We’ve made it. Last year may have been a hard one, but now we get to start a brand new chapter. This chapter is only beginning, and it’s full of new opportunities and adventures. 2017 will allow us to grow, and to falter, but also to find ourselves and work toward our future goals.
If I’m being honest, I didn’t set a resolution this year. There is so much to look back on during this New Year, that I wasn’t even sure where to begin. This year I want to be happy, to meet new people, and to find hidden places, which is an awful lot. If I had to choose, the one thing I want to focus this year on is success. I don’t quite yet know what success will be for me, but I can’t wait to find out.
Like all of you, I’m beginning this new year in the hopes of forgetting all the negativity set forth in 2016. While this is a good mindset, I also believe it’s important to accept the negativity that is ahead of us. Although I’d love to say that 2017 will be my greatest year yet, I don’t know what may happen three months from now. I’ve accepted the fact that there will be pain, and there will be heartache. All good things come with time, and it may take a few steps backward to lead to one leap forward.

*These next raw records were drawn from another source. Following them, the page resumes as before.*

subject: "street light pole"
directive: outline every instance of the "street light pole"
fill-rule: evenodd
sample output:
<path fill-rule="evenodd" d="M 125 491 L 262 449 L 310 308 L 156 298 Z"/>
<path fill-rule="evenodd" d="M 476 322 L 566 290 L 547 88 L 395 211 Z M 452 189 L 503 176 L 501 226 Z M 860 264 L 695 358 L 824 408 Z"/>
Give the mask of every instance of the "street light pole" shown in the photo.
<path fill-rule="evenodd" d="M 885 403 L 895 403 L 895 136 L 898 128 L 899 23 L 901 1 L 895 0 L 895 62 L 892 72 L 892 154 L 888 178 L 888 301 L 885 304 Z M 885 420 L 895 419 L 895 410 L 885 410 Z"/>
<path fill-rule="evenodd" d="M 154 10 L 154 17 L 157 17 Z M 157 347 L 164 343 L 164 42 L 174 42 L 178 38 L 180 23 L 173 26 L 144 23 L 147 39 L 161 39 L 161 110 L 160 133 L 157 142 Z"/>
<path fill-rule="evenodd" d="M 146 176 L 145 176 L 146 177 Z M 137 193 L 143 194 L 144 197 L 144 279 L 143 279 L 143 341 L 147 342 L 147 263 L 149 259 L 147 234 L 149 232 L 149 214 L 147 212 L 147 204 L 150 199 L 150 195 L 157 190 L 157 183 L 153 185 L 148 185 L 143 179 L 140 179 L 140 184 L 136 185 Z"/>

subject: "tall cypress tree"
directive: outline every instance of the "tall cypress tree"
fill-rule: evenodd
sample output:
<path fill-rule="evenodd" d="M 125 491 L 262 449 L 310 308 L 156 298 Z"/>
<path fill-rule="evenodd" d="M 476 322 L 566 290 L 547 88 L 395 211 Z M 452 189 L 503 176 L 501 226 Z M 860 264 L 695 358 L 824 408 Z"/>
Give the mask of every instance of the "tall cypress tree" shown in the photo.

For instance, early into 2016, I lost my first childhood dog. I was a dog lover from the very beginning, as my mother likes to say, and practically begged my family to rescue her when I was in second grade. We never knew her actual age, but she was about 18 when she passed. One morning, we knew her time had come. As crazy as it sounds, this was my first real loss. Many of my family members passed before I was born, and many others I had never met. My heart broke for my dog, and for myself knowing that she wouldn’t be there nudging my feet to pet her belly while I was watching television. While this was one of the hardest moments in my life thus far, the rest of 2016 was nothing short of amazing, and that’s what got me through the pain.
With that said, we must accept all that is to come this year – both the bad and the good. Our expectations are high on this first of January, and our resolutions are set, but we must not dwell on the negative experiences that take place in the twelve months to come. We must accept that this negativity will make us stronger. This year, we will all grow up and move on to bigger and better things, but those things won’t come easy. If you haven’t yet set a resolution, maybe it should be this: to work hard, to persevere, to be both hopeful and accepting, but most of all to seek happiness through every experience.